Ongoing crowdsourcing project about Comédie-Italienne

During a post-doc at Polytech Nantes, I worked on crowdsourcing project called Recital. This project aims at transcribing 25 000 pages from a XVIIIth century corpus related to the Comédie Italienne accounting. Due to the diversity of pages (format, writing, etc.), machine learning methods fail to perform good accuracy on optical character recognition and labelling. However, labelling and transcribing text from image is particularly suited to HITs (Human Intelligence Task), and that’s why we investigated crowdsourcing.

On November 2021, the platform had registered more than 1 million contributions from +1800 workers. It is interesting to note that stimulating activity was not so easy (newsletter, forum, remote hackathons, etc.).
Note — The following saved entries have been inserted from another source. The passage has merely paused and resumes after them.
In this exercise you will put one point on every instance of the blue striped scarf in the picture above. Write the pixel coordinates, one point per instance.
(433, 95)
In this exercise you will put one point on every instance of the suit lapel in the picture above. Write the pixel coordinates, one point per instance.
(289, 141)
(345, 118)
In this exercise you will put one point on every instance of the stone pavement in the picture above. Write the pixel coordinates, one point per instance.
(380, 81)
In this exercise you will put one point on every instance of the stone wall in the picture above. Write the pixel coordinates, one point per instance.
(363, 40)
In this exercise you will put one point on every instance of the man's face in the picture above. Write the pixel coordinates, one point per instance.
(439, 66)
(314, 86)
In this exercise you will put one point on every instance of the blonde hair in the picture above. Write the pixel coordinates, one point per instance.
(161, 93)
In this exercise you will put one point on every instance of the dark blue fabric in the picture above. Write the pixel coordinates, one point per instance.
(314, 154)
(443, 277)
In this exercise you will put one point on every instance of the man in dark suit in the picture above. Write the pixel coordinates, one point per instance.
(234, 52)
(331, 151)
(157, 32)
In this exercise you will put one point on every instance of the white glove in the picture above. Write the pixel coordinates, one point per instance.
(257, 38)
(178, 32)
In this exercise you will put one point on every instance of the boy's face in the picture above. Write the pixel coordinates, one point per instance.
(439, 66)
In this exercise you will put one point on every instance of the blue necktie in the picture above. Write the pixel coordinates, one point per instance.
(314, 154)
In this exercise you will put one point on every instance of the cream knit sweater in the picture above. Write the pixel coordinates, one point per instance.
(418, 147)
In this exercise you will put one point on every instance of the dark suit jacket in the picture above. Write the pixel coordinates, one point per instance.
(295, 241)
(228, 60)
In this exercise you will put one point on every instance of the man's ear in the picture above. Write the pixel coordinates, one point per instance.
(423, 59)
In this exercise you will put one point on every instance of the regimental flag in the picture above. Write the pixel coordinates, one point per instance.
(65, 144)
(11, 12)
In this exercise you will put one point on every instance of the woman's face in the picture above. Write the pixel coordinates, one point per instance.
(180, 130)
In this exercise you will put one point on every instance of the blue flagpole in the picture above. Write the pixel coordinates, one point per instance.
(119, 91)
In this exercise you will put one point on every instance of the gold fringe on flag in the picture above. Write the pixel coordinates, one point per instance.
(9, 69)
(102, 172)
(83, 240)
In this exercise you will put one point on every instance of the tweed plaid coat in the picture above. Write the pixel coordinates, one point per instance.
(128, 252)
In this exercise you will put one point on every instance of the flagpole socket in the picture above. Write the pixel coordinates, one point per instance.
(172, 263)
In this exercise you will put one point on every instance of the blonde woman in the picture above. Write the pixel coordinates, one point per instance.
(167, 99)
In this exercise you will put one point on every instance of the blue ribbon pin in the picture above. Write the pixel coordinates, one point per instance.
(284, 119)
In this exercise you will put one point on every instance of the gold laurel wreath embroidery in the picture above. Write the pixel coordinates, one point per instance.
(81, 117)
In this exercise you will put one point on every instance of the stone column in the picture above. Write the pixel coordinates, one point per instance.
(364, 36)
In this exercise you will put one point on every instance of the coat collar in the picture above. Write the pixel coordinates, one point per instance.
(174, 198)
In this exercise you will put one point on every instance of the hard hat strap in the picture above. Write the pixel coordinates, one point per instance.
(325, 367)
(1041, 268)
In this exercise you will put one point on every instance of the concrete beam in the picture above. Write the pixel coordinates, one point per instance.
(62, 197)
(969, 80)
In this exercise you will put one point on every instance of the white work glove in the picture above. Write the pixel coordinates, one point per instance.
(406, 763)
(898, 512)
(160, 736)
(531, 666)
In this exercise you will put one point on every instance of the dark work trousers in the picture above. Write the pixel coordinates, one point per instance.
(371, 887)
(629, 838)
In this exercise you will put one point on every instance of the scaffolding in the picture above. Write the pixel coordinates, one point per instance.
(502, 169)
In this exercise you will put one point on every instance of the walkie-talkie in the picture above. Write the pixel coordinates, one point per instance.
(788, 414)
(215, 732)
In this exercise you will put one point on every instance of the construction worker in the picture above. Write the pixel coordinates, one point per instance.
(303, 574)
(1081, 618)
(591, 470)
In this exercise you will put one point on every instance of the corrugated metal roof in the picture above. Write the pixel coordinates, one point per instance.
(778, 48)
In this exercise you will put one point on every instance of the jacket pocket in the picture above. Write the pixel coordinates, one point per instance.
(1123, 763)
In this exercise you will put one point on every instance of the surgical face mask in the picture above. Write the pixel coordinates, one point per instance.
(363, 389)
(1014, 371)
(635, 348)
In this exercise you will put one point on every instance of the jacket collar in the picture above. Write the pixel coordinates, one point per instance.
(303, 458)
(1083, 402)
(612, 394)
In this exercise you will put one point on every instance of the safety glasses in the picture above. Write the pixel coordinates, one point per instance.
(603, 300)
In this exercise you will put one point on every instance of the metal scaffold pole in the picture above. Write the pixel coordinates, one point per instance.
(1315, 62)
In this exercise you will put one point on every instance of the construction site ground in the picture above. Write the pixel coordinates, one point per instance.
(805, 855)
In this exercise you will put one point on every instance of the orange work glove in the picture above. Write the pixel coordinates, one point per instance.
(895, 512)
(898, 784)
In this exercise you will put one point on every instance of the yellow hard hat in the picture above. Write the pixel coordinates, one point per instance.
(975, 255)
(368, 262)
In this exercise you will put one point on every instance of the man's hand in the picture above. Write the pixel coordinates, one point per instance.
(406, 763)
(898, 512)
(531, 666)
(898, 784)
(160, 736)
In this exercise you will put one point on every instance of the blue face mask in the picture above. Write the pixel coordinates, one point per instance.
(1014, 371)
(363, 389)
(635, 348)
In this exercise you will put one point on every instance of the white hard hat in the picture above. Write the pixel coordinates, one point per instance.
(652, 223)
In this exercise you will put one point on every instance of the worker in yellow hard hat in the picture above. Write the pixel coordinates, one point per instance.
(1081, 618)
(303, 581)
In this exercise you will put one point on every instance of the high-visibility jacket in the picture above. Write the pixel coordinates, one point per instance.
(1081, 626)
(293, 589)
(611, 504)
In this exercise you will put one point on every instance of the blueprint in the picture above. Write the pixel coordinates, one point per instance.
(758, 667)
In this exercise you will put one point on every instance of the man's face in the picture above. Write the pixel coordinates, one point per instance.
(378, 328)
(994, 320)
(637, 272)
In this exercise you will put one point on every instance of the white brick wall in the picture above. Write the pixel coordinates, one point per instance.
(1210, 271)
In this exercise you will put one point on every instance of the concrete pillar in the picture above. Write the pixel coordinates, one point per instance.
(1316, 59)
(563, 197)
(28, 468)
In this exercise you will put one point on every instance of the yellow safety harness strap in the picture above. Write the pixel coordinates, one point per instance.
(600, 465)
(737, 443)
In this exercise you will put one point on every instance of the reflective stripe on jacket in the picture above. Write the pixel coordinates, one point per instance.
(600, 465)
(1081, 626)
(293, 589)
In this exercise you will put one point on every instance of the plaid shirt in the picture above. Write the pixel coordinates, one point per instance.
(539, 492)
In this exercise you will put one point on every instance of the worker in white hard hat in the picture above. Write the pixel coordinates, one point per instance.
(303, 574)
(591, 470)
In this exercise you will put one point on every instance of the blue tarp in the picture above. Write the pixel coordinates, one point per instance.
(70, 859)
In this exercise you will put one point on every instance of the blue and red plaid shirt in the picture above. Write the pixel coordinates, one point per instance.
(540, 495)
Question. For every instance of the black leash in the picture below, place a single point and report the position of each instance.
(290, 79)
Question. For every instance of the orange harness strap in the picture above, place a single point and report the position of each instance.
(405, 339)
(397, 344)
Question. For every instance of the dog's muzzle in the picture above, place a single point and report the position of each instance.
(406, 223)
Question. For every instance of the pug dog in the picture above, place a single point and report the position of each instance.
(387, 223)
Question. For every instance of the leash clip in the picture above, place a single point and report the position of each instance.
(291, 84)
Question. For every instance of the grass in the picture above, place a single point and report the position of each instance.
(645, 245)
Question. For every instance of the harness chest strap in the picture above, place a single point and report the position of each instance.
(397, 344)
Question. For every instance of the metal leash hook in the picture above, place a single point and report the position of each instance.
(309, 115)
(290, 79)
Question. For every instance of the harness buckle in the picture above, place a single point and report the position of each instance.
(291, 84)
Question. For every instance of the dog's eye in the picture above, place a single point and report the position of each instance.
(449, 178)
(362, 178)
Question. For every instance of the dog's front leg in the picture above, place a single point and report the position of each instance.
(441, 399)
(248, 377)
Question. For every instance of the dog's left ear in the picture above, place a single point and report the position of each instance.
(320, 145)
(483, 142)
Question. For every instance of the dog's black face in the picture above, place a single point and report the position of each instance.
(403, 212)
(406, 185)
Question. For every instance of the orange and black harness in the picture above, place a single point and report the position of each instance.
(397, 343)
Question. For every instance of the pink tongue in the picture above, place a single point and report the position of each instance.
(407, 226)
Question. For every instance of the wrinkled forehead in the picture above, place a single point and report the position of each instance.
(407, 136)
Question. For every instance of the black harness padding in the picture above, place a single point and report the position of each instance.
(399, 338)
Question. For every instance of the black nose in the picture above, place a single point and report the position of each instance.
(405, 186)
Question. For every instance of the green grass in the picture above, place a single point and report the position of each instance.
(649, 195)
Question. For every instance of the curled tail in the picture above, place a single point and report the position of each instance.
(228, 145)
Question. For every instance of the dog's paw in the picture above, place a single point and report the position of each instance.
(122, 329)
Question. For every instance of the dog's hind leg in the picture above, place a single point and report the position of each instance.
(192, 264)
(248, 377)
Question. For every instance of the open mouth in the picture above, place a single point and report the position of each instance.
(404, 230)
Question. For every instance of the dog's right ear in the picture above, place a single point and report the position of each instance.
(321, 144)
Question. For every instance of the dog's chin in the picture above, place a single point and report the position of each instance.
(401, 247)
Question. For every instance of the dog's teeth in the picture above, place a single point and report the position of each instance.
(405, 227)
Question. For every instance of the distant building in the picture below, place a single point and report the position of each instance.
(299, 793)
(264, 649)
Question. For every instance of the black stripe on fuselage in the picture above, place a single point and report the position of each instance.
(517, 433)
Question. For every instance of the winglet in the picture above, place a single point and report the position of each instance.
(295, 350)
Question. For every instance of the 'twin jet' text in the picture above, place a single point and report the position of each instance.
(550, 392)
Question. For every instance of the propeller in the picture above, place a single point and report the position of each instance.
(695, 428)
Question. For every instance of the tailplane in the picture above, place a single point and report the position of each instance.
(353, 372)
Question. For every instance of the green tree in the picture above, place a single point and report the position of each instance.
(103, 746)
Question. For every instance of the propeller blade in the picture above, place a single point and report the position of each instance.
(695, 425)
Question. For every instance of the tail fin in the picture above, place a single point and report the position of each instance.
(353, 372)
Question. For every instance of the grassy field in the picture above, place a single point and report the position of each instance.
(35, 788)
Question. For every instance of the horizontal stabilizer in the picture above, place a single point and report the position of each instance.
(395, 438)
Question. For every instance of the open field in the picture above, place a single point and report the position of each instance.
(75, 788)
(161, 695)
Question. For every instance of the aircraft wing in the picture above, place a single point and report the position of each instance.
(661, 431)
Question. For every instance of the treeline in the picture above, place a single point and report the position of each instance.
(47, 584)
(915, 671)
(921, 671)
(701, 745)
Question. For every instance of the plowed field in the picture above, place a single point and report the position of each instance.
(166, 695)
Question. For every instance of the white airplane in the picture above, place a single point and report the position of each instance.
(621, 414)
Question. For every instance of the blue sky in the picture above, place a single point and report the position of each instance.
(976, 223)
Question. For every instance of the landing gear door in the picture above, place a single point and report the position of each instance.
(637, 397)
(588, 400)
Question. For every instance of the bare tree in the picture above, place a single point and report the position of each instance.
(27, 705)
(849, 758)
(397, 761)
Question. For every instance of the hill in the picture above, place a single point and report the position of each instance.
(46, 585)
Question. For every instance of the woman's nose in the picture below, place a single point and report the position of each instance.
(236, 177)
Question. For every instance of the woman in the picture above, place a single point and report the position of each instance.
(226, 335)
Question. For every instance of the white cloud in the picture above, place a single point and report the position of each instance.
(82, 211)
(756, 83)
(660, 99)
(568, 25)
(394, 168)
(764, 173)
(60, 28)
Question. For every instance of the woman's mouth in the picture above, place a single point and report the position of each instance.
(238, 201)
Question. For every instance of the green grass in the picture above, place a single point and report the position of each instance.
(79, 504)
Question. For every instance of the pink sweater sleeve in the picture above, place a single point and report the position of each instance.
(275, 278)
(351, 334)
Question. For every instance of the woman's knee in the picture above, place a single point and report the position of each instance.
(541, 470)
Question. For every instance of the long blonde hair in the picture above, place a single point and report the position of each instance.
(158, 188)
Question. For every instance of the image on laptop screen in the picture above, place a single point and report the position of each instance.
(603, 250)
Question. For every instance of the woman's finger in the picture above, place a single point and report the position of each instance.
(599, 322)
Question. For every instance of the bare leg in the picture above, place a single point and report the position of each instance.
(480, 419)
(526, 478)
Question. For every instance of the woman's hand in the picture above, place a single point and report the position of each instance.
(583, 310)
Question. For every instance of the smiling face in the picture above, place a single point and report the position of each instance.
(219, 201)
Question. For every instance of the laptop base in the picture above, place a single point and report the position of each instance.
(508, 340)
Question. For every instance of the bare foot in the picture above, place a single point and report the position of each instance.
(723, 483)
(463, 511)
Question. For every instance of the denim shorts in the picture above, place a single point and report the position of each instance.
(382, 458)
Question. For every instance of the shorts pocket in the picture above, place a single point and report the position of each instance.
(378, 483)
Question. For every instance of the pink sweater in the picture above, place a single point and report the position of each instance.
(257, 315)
Under the supervision of Guillaume Raschia, I investigated the ETL (Extract-Transform-Load) pipeline to process workers’ contribution through our dedicated web platform. My work included natural language processing, databases, data visualization, and web development among other things.

Once the processing pipeline and the database are in place, we can design a dashboard to provide analytics and data visualizations. This part of the work was mainly done by colleague Olivier Aubert.

Most of the work consisted in developing processing algorithms involving data matching or natural language processing techniques to perform entity recognition or quantifying output data quality. In addition, we worked on data traceability to provide final experts some insights on the whole processing pipeline, from the original source to the reconstructed values.